2009年に大統領選の結果に対する大規模な抗議デモが起きた。非常によく組織されたもので、「グリーン革命」として世界的にも注目を浴びた。

当時のスローガンは、「私の1票はどこへ行った」。つまり、現体制に疑問を投げかけるのではなく、自分の票がなぜきちんとカウントされないのか、という問いだった。

そもそもイランの大統領選は自由でも公正でもない。候補者も出馬する段階で慎重に絞り込まれている。

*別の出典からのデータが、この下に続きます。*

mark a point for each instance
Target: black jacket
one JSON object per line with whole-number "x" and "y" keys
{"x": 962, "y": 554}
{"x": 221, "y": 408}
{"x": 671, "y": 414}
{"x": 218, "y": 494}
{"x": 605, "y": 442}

それでも、当時の現職マフムード・アハマディネジャド大統領が、まともな開票作業も始まっていないのに勝利宣言をしたことに、人々の不満が爆発した。ただ、基本的にデモはテヘランの中心部に限定されていた。

だが、それ以降の抗議デモは大きく異なる。2017年12月と18年1月の抗議デモは全国的なもので、明らかに反政府的な色合いを持っていた。

2019年11月には、ガソリン価格が突然引き上げられたのをきっかけに、全国的に大規模デモが起きて、現体制に対する批判へとつながった。

――抗議行動がどんどん激しくなり、混乱を帯びたものになってきたということか。

人々が昔ほど抗議の声を上げることに恐れをなさなくなったことは間違いない。抗議デモが起きる頻度が高くなり、場所も都市部だけではなくなった。

ある地方での水不足がきっかけだったり、低賃金に対する不満がきっかけだったりと、原因も多種多様だ。

だが、今回は経済難などではなく、神権政治の中核を成すイデオロギーが問題になっている。ヒジャブの着用義務は、イスラム神政を口実にした人権抑圧を象徴するルールだ。

性差別的な法的枠組みの象徴でもある。なにしろ裁判では、女性の証言は男性の証言の半分の価値しかないと見なされるのだから。

イランには民族的・宗教的マイノリティーや、性的少数者に対する差別もある。

――昨年の大統領選で、イブラヒム・ライシが選出されたことも議論になった。

注意しなくてはいけないのは、イランの真のトップは最高指導者であって、大統領ではないことだ。

最高指導者は選挙で選ばれるわけではなく、誰に対しても説明責任がない。大統領は国連や世界の舞台に送り込むイランの「表の顔」にすぎない。